The changing natural world at our doorsteps | Illustration and text by Patterson Clark
November 13, 2012
The future that acorns predict
Eastern chipmunks are winding down a year of obsessive hoarding. For the past couple of months, they have been jamming their cheeks full of acorns to deposit in underground wintering burrows.
They stockpile their loot in galleries at the end of long entrance tunnels near larger nesting cavities padded with crushed leaves. The rodents will spend most of the winter sleeping, waking from their torpor every few weeks to feed from the larders. They may even venture out on warm days to nab a few sunflower seeds from underneath bird feeders.

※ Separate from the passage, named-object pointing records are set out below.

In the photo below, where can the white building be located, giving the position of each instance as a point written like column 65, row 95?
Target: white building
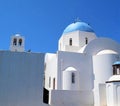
column 85, row 71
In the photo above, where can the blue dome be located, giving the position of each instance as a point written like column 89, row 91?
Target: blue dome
column 81, row 26
column 117, row 63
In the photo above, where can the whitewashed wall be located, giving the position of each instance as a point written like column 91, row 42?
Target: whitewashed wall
column 102, row 72
column 71, row 98
column 50, row 70
column 21, row 78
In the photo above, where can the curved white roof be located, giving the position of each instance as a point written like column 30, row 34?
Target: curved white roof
column 114, row 78
column 107, row 52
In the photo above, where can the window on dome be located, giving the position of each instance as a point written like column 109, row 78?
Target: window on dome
column 86, row 40
column 70, row 41
column 73, row 77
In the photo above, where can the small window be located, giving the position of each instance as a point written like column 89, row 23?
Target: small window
column 116, row 70
column 20, row 42
column 73, row 77
column 70, row 41
column 49, row 82
column 15, row 41
column 53, row 83
column 86, row 40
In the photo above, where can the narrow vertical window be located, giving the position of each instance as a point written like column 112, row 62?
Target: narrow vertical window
column 15, row 41
column 73, row 77
column 20, row 42
column 49, row 82
column 53, row 83
column 70, row 41
column 118, row 71
column 86, row 40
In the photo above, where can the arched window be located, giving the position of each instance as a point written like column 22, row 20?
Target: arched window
column 15, row 41
column 53, row 83
column 73, row 77
column 20, row 42
column 86, row 40
column 70, row 41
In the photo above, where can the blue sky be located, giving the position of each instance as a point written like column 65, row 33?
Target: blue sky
column 42, row 21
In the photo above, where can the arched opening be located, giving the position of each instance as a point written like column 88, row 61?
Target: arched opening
column 15, row 41
column 20, row 42
column 70, row 41
column 53, row 83
column 86, row 40
column 49, row 82
column 73, row 78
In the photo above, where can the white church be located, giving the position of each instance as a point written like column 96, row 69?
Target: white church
column 85, row 71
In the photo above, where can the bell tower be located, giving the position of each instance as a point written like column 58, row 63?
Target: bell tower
column 17, row 43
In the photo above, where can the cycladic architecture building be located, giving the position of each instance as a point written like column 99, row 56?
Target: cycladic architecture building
column 85, row 71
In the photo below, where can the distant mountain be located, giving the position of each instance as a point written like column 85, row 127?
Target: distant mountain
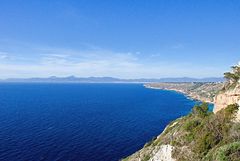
column 73, row 79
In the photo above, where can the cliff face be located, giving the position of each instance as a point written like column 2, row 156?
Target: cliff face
column 199, row 136
column 224, row 98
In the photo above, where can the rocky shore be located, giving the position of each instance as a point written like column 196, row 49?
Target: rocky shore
column 199, row 91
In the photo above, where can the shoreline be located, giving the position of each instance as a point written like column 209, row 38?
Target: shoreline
column 189, row 96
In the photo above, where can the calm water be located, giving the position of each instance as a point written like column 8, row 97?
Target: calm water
column 82, row 122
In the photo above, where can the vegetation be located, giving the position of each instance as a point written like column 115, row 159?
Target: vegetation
column 209, row 136
column 232, row 77
column 201, row 135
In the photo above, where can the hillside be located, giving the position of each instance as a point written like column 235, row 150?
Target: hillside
column 201, row 135
column 199, row 91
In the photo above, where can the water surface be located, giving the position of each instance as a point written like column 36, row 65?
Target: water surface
column 82, row 122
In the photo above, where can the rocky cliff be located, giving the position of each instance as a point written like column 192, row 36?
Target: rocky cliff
column 227, row 97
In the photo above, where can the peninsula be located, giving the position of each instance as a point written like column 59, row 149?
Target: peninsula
column 201, row 135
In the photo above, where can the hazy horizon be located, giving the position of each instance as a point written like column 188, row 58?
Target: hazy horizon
column 122, row 39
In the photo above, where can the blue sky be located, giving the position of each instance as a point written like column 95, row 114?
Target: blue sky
column 119, row 38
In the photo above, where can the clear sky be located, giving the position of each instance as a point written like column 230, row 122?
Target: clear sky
column 118, row 38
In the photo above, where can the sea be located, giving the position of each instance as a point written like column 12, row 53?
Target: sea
column 82, row 122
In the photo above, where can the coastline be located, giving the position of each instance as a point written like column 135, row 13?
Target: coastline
column 187, row 94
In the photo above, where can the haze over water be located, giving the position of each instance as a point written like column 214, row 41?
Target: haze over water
column 82, row 121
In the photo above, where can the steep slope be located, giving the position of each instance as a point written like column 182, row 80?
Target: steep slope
column 201, row 135
column 227, row 97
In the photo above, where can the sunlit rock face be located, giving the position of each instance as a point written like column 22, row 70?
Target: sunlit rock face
column 228, row 97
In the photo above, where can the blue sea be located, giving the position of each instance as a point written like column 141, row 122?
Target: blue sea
column 82, row 122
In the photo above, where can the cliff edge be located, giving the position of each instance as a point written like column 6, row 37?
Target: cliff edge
column 201, row 135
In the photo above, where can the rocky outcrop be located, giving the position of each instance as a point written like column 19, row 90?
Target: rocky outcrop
column 224, row 98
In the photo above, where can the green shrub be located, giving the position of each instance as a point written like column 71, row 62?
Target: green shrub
column 229, row 152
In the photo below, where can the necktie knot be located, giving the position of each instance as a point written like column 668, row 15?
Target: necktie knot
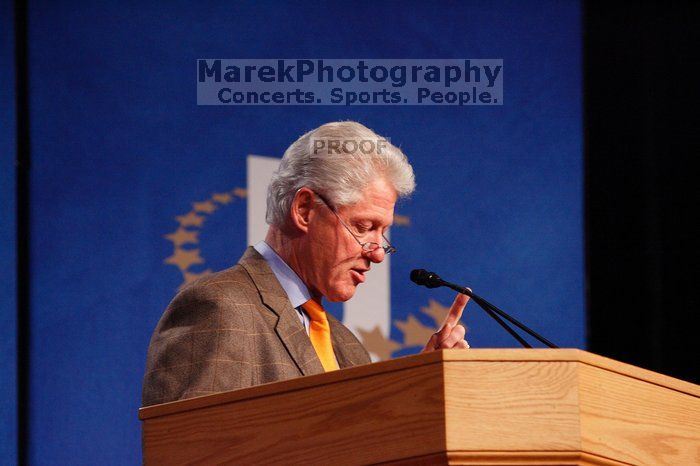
column 320, row 334
column 315, row 311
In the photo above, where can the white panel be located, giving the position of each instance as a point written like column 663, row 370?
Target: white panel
column 260, row 170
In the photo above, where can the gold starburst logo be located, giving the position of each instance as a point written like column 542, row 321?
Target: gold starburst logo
column 187, row 233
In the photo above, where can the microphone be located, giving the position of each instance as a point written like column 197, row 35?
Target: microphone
column 432, row 280
column 424, row 278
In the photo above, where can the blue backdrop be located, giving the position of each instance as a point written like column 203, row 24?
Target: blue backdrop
column 120, row 149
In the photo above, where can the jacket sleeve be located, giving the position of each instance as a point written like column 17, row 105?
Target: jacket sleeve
column 200, row 346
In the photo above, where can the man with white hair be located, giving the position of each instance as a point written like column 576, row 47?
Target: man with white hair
column 328, row 207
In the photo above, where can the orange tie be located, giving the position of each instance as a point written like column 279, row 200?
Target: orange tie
column 320, row 334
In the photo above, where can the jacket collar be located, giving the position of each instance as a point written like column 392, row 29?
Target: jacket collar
column 288, row 327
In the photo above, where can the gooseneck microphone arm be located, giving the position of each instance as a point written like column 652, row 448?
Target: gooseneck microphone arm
column 432, row 280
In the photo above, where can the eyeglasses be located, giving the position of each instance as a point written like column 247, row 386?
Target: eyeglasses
column 369, row 246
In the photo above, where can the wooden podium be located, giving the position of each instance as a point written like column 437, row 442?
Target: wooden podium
column 505, row 406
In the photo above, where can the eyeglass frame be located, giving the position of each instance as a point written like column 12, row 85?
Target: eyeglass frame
column 388, row 249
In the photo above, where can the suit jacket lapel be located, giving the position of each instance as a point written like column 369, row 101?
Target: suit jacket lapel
column 289, row 327
column 348, row 350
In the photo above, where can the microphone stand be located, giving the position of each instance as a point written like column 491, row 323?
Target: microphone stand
column 497, row 313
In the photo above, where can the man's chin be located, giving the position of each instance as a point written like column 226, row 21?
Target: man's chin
column 340, row 296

Older, mature chipmunks tend to occupy the burrows near white oak trees, which produce relatively sweet acorns. Young, inexperienced chipmunks seem to inherit the second-rate territories underneath red oaks, which yield bitter acorns.
This year's profuse acorn crop is much less likely to predict the severity of the upcoming winter than it is to foretell an acorn-fueled boost to next year's chipmunk population.
Scientists can see even further, correlating this year's acorn bonanza with an increased threat of Lyme disease almost two years from now.
Although people may first think of deer ticks and deer when they hear "Lyme disease," it's chipmunks and white-footed mice that are the primary reservoirs of the corkscrew-shape bacterium that causes the disease.
Next year's flood of chipmunks can become infested with tick larvae, which would feed on their hosts through next summer, fall and winter, dropping off as tick nymphs in the warm-weather months of 2014.
Those nymphs can latch onto a human and, after feeding for a couple of days, possibly infect their two-legged host with the bacterium.
Most often, the tick nymphs climb aboard a deer, where they mature and mate. Blood-bloated, females drop off the deer to lay eggs that hatch into larvae questing for a small rodent.
One might conclude that curbing the swollen population of deer might reduce the threat of Lyme disease. Not the case, according to a study published this year by the National Academy of Sciences, which found no significant correlation between deer density and human cases of Lyme disease.
What the study did discover: Areas with high densities of foxes have significantly fewer incidences of Lyme disease. Foxes are very efficient hunters of small rodents; they even store their catches to snack on later.
But foxes don't thrive in the presence of the robust coyotes that cross-bred with wolves as they expanded their range into the northeastern United States. These "coy-wolves" are known to kill and eat foxes — and they are much less adept at catching mice and chipmunks.